In Egitto, però, non sono di carattere religioso i motivi che hanno indotto il locale sindacato di musica, su sollecitazione delle autorità, a cancellare all’ultimo momento il concerto di Travis Scott, il popolarissimo rapper che ha sostituito immediatamente la data del tour prevista alle piramidi di Gyza con il concerto che si è tenuto a Roma al Circo Massimo lo scorso sette agosto, non senza polemiche, davanti a 60.000 fan scatenati. “Afrocentrismo” è stata l’accusa rivolta al cantante in una diatriba che da tempo vede gli egiziani criticare gli afro-americani per essersi appropriati, a loro dire, della cultura dell’antico Egitto violando tradizioni e morale. Le minacce alla libera espressione musicale, comunque, non si limitano al mondo islamico.

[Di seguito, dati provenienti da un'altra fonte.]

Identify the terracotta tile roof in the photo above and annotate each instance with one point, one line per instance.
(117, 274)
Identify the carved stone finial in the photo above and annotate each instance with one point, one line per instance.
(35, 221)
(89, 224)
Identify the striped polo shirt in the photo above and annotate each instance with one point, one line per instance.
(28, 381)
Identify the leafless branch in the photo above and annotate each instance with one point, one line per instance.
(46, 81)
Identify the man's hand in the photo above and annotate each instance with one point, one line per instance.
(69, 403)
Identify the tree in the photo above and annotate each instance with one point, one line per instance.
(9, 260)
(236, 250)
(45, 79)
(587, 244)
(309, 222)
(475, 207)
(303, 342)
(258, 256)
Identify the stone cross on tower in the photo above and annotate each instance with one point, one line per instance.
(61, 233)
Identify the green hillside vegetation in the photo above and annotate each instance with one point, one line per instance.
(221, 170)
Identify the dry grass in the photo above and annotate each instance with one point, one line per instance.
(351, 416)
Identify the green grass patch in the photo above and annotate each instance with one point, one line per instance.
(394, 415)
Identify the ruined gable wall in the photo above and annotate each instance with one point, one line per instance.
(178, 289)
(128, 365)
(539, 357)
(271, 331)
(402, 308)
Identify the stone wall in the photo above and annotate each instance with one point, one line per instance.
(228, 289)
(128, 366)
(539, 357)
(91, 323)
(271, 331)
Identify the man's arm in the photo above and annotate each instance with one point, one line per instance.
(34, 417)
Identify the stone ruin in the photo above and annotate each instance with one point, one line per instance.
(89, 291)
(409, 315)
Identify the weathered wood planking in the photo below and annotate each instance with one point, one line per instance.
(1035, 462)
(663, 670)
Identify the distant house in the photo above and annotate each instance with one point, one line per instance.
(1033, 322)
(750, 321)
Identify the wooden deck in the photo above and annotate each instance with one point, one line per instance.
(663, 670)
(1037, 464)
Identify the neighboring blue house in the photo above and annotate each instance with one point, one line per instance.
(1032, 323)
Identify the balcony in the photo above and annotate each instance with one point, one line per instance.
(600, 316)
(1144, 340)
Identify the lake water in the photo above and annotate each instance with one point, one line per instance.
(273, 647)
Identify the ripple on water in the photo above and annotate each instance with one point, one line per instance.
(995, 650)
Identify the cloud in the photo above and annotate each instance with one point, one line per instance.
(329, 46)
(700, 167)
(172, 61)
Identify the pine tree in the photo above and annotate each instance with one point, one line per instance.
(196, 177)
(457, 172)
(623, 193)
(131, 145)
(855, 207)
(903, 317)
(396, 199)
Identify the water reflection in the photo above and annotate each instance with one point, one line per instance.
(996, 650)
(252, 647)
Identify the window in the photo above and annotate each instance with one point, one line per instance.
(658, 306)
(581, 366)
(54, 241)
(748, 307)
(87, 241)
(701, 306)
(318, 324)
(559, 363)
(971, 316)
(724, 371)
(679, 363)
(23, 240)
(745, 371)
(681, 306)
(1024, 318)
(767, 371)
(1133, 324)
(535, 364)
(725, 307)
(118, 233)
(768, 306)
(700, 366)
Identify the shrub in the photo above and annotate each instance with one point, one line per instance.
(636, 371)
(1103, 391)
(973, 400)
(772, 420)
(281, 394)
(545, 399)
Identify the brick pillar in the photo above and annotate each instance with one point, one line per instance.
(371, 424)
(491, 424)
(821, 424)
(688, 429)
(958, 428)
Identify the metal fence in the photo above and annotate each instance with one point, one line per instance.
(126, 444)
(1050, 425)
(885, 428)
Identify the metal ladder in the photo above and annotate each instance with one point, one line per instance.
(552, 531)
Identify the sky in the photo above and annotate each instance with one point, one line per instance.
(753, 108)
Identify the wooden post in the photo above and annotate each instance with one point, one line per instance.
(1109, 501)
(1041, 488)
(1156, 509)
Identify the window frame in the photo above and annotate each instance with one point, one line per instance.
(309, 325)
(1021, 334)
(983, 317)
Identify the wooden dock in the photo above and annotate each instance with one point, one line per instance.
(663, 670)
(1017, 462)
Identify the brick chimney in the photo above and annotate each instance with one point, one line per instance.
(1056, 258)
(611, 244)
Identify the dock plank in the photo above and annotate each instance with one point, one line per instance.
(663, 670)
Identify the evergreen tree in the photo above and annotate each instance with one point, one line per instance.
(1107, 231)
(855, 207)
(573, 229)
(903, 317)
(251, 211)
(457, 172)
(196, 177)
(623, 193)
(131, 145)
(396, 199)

A fine luglio a Hong Kong l’Alta Corte ha respinto la richiesta delle autorità di mettere al bando la canzone “Glory to Hong Kong” spesso utilizzata come inno dalle migliaia di dimostranti che nelle piazze della città protestavano nei mesi scorsi contro la legge sull’estradizione in Cina. “Liberate Hong Kong, rivoluzione dei nostri tempi” sono i versi del brano che irritano i censori considerandoli un incitamento alla secessione dopo il ritorno nel 1997 della ex colonia britannica sotto il controllo di Pechino. La canzone, peraltro, è stata erroneamente usata come inno ufficiale anche in manifestazioni sportive internazionali a cui Hong Kong partecipa in quanto entità amministrativa dotata ancora, almeno per ora, di uno statuto di autonomia. Troppo pericoloso il messaggio, hanno pensato in Cina, meglio intervenire. Il tentativo è fallito e questa è una buona notizia. Quasi certo, tuttavia, che Pechino, purtroppo, non mollerà la presa e che prima o poi riuscirà a sopprimere le note sgradite a un regime che non brilla affatto per il rispetto delle libertà civili.

E sempre a proposito di musica vietata in questa estate bollente vale la pena segnalare la notizia di questi giorni che la Moldavia, senza alcuna spiegazione, ha impedito l’ingresso di Goran Bregovic che doveva esibirsi al festival della chitarra di Orhei provocando un incidente diplomatico con Belgrado. Non c’è dubbio che le controverse posizioni dell’artista di Sarajevo sull’invasione russa dell’Ucraina e l’annessione della Crimea stridano con la situazione tesa che i moldavi stanno quotidianamente sperimentando sotto la costante minaccia di Mosca ma non è senz’altro con i divieti che si affermano le buone ragioni. Il musicista, comunque, non ha avuto problemi a spostare il concerto nella vicina Romania dove si esibirà in un festival finanziato anche dall’Ue.

Tempi difficili per la musica e vita dura per i musicisti a cui va tutta la nostra solidarietà. “Una musica può fare cambiare…..”, cantava Max Gazzè un paio di anni fa, “….. il mondo”, aggiungo io. Spaventano di più chi è al potere, a volte, le parole sulle note di un pentagramma che i voti nelle urne. Un’estate senza musica non è una vera estate.